The precious itemizing and photographic shrine for objects is a way of constructing an individual aura around mass produced objects. As mentioned, the same technical device is commonly used by product catalogs, so the gradient is utilized even in mass culture to construct a free-floating false aura around reproducible objects. In Jessica Labatte’s photography the aura itself is manipulated by way of using the gradient paper itself as photographed object along with other objects typically used for the construction of photographic construction (e.g. tape). Ribbons with digitally created gradients on them meander through the picture and articulate different contours. But just as the Uline catalog keeps salable objects in a state of a priori, perfectly rhetorical reflection, Labatte does the same with the device itself. In other words, she keeps the conditions of viewing likewise in this infant state of disambiguation. As such, it is a placeholder for viewing, or an exercise in the viewing experience. Identifying the device and working it materially takes vital steps towards a consciousness of it, but doesn’t inherently cross beyond it.
Tauba Auerbach has also been exploring the gradient in technically more manual ways, with glass and paint. Gradients are created manually with acrylic in yet again a novel exploration of contours. A simple black and white gradient is applied to what is presumably each shard of a broken glass, articulating the difference between each one, in Gradient 3. It is a simple and methodical exploration of a common occurrence which utilizes the device of the gradient specifically. The glass serves as canvas to view micro-gradients and again what is commonly an unregistered background is brought into the conscious foreground. As a result its devisive character is brought to the surface and emerges as an isolated phenomena to be assessed critically. The perfection of the canned gradient in Adobe Illustrator templates is mimicked by manual applications through serialized labor in the studio. An obvious question is, Why wouldn’t Auerbach use available software gradients? One answer is that she can’t print the gradient onto the complicated surfaces she works with. By applying the gradient manually to materials which deter its easy application is the mastery over material which is featured prominently via an objective gradient. It is another attempt to freely distribute the gradient, the placeholder of viewing, and get to a ground zero.

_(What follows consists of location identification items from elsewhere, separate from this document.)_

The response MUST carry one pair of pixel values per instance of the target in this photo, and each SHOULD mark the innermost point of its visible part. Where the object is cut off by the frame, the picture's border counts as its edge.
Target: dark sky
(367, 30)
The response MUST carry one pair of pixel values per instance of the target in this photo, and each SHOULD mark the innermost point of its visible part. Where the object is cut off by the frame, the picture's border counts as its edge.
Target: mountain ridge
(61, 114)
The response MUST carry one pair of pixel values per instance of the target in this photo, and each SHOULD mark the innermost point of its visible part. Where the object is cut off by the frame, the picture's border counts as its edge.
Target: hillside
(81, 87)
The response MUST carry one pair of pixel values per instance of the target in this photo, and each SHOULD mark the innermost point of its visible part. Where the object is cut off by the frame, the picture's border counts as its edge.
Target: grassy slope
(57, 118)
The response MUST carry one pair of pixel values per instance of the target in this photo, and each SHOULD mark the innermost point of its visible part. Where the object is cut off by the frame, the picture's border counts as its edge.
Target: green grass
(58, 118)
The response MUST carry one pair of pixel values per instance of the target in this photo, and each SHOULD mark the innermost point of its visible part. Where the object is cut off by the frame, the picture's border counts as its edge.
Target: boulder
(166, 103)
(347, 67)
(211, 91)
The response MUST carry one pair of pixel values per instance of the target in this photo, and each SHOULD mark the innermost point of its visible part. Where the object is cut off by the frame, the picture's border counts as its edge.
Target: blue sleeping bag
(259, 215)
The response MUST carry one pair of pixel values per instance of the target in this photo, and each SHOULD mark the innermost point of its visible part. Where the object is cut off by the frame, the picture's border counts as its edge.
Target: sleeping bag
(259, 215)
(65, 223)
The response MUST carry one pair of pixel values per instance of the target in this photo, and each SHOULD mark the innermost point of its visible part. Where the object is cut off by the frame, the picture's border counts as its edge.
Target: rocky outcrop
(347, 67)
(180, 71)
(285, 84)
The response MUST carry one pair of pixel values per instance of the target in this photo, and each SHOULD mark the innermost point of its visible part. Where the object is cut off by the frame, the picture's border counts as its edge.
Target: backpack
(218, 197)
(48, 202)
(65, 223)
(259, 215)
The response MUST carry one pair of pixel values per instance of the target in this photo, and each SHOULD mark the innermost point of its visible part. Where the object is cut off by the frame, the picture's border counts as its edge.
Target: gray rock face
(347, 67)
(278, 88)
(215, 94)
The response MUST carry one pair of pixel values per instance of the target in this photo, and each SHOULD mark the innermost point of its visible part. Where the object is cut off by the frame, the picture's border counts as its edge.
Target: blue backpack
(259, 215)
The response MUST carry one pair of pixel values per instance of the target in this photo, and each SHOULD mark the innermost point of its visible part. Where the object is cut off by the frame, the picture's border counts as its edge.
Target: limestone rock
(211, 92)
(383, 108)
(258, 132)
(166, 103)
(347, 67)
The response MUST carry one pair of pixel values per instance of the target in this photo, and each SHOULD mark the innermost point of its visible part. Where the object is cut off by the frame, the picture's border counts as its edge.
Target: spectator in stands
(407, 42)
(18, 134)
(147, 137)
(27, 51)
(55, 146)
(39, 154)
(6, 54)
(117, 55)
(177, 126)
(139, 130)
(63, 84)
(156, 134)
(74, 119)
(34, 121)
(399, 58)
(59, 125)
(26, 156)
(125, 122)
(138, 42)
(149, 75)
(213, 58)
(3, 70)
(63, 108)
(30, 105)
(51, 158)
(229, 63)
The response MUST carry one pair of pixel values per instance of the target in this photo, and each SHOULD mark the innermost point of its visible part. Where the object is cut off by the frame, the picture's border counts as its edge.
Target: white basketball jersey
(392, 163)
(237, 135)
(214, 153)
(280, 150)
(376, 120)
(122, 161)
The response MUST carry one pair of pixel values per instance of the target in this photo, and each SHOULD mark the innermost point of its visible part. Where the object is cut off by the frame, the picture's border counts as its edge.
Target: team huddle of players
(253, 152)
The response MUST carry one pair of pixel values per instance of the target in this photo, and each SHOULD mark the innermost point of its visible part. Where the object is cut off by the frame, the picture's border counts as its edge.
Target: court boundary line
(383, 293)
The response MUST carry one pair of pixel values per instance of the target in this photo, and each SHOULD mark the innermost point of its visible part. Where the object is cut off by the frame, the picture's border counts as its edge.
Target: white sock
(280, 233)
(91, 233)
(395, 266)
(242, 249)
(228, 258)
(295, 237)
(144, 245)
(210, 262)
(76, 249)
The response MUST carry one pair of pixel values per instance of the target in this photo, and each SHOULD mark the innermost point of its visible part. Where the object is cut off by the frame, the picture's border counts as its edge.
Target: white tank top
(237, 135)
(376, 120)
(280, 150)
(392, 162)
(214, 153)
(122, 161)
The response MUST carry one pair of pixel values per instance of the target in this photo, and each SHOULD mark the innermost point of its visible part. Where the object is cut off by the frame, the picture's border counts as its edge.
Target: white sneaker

What all of these instances show are varying attempts at mastering a natural form. After all, a most common natural occurrence of the gradient is the sky, in different manifestations of sunlight. The emergence of the gradient is a way of formalizing a natural phenomenon and using it for human ends, not nature’s. Perhaps the most striking thing about the gradient is that, like the square or circle, it has a platonic form – meaning that we know a priori what it looks like, and the mental image of the idea of gradient almost always surpasses the particular material manifestations. This is why it makes it so interesting to view how the various interpretations of a singular identity measure up. In many ways, forms like these are laboratories for viewing how artistic technique is utilized by current artists, in that it eradicates the anthropological-cultural-study urge which devalues objective viewing scenarios and fetishizes difference. That many artists pursue the same form and attempt to perfect it makes it a social phenomena that in its evasion of exploitative instrumentalization allows us to see social procedures and real difference in their own light, uninfected by vulgarly iconic political posturings. While it may seem non-political, or not ‘about anything’, the collective pursual of the gradient is a more revealing and experimental project than many of the current depraved themes immediately available.